– Ну что ж, Козьма Миныч, то ты ладно надумал. Отправляй своего Михайлу, пусть он лишь перед тем ко мне зайдет. И Степку ему дам, хоть и привык я к нему. Шустрый паренек, спасибо тебе за него.
Козьма Миныч подивился про себя, что князь Степку одобряет, но спорить не стал, попросил князя кликнуть Степку и тут же велел ему сбегать домой и наказать Михайле сразу же прийти к князю.
Степка сейчас же побежал бегом домой. Немного он побаивался. Может, не угодил он в чем князю и тот хочет Михайлу про него расспросить. «Ну, ладно, – решил он, – Михайла не выдаст. Сам же меня князю сосватал».
Михайла удивился. На что он может князю понадобиться?

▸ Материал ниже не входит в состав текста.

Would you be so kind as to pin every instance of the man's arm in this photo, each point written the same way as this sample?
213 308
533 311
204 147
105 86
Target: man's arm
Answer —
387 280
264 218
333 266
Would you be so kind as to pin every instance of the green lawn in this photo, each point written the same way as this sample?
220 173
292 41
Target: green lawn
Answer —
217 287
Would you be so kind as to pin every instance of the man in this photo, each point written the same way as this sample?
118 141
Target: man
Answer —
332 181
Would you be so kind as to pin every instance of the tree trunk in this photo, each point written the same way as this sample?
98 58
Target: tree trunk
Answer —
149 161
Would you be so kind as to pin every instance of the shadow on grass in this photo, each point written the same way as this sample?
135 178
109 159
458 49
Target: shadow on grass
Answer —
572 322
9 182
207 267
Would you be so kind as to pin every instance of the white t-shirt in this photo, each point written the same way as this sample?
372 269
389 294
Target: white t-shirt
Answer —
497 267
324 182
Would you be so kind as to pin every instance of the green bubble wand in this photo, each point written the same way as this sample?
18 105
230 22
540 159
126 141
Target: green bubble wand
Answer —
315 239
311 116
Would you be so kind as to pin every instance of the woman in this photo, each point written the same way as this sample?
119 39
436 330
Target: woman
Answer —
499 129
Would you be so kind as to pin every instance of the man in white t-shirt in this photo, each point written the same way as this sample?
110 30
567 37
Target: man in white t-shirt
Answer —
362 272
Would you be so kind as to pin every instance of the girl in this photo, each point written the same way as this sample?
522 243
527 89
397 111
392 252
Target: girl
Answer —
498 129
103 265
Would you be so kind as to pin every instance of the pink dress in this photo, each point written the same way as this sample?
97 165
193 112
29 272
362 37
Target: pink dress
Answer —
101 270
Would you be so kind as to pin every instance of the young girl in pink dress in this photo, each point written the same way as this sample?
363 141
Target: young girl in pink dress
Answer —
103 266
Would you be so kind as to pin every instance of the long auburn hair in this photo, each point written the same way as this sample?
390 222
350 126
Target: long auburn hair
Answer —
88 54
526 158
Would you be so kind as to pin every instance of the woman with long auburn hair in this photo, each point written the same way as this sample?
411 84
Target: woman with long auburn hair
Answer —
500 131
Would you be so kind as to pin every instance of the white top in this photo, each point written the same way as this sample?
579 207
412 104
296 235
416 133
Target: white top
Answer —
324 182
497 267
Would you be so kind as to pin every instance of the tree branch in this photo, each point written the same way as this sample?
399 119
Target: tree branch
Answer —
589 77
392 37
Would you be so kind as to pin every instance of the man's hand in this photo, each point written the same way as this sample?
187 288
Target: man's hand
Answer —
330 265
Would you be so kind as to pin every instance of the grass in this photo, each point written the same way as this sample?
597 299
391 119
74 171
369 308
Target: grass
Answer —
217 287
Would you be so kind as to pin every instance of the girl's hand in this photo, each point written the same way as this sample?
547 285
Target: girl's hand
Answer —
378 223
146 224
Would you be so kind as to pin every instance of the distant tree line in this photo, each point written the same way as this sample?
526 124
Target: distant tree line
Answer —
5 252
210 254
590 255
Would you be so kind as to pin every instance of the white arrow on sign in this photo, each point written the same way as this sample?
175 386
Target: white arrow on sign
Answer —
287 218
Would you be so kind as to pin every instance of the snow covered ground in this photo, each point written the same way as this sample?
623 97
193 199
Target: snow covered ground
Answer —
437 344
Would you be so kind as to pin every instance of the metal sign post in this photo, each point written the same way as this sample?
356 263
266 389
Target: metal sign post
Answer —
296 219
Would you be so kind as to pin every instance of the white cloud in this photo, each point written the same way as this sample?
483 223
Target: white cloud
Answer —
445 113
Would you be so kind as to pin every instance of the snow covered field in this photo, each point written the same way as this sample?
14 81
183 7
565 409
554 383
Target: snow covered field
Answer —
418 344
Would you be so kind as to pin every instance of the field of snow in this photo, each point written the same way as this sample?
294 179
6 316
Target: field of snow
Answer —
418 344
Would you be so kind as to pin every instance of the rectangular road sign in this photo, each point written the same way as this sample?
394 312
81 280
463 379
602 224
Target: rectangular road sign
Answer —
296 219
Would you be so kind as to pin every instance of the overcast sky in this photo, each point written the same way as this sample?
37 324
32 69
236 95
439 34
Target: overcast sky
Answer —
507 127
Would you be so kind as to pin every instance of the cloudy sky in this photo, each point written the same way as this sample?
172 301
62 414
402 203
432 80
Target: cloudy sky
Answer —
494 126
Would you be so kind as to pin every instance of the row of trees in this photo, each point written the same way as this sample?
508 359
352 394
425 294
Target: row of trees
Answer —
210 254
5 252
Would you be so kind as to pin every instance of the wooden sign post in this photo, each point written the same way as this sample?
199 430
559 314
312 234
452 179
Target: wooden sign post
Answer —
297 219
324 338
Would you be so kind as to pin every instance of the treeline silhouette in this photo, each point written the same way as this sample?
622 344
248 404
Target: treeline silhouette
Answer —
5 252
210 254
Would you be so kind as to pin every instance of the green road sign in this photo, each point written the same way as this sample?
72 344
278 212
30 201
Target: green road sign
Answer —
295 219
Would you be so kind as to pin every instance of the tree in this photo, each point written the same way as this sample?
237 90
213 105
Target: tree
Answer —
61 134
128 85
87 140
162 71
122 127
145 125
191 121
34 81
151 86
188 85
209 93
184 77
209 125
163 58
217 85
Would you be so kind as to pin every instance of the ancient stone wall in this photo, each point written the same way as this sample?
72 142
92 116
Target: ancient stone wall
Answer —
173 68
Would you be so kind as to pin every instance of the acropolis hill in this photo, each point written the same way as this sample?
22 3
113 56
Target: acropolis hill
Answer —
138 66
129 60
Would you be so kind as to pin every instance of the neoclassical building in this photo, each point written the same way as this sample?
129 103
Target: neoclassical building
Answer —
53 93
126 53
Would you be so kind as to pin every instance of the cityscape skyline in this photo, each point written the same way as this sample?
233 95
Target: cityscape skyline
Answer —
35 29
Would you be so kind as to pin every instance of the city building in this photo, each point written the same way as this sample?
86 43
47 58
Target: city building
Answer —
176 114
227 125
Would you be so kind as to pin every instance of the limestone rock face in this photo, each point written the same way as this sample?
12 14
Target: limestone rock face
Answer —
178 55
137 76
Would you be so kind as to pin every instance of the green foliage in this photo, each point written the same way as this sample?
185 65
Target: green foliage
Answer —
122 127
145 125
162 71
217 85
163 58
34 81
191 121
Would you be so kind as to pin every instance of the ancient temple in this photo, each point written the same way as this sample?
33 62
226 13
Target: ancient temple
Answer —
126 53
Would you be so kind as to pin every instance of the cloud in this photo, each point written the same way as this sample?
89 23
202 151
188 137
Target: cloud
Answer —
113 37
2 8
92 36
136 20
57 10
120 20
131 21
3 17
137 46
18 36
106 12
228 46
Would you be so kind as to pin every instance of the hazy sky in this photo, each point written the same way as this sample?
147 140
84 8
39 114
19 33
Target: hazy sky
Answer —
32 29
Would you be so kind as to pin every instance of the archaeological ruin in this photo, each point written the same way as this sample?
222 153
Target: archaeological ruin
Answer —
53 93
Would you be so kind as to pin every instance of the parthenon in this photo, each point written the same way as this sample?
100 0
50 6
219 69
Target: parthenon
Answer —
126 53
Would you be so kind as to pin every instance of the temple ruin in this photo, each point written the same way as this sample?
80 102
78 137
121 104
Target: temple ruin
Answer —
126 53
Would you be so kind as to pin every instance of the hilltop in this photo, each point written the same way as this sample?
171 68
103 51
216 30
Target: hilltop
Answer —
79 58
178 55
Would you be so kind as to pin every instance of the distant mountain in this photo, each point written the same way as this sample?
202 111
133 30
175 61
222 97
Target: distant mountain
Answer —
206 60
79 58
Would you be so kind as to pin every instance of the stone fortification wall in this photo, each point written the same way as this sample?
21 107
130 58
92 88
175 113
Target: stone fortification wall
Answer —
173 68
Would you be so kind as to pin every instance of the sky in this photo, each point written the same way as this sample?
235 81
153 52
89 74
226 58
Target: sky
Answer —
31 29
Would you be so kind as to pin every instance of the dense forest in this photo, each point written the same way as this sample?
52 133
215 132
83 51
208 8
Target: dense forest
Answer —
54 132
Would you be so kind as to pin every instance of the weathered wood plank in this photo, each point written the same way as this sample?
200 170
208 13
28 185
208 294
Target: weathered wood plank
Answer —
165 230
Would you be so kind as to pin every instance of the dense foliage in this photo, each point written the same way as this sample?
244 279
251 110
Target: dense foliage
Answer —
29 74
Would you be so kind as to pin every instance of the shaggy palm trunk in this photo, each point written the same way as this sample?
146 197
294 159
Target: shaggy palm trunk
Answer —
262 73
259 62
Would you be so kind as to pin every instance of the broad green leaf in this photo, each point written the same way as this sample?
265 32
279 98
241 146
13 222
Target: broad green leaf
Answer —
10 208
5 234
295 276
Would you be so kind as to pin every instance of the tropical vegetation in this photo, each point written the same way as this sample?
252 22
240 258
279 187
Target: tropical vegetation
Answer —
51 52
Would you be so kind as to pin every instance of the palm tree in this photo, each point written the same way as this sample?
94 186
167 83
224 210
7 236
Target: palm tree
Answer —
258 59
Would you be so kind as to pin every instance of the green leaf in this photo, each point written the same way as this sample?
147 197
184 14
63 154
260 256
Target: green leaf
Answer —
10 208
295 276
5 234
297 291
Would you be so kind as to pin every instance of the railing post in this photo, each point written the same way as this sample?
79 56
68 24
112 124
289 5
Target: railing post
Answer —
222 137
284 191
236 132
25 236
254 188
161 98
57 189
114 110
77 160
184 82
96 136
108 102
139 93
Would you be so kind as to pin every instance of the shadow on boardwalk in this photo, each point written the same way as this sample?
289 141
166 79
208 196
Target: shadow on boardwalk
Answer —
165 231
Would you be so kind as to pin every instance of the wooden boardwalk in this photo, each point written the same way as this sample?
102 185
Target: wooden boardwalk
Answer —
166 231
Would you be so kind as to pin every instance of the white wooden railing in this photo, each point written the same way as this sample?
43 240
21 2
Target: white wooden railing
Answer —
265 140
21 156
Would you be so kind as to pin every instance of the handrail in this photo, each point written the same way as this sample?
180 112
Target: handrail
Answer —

Князь Пожарский сразу же рассказал Михайле, в чем дело. Растолковал, что надо ему разузнать, в каких городах побывать. Сказал, что спрашивать надо с осторожкой, чтоб не проведали, чего им надо, и не замели следы. А то может и не разузнать ни про что.
– Ну, да Козьма Миныч хвалил тебя, сказывал, что смекалка у тебя есть.
Михайла очень обрадовался. Вот как Козьма Миныч об нем полагает. Стало быть, доверяет же ему. Не всякому такое дело поручишь.
– Ну, а чтоб ты мог кого послать к нам с дороги, повестить о чем, – сказал еще Пожарский, я с тобой Степку отпущу. Парень он шустрый.
Михайла обрадовался и этому. Хоть и озорник Степка, а Михайла к нему привязался. С ним ему веселей ехать будет.
Князь открыл сундук, достал оттуда кожаный мешочек с деньгами и подал Михайле.
– Вот тебе пять рублей, – сказал он.
У Михайлы никогда еще не было таких денег. Только когда своему князю казну вез, да недалеко увез. Он с опаской сунул мешочек за пазуху.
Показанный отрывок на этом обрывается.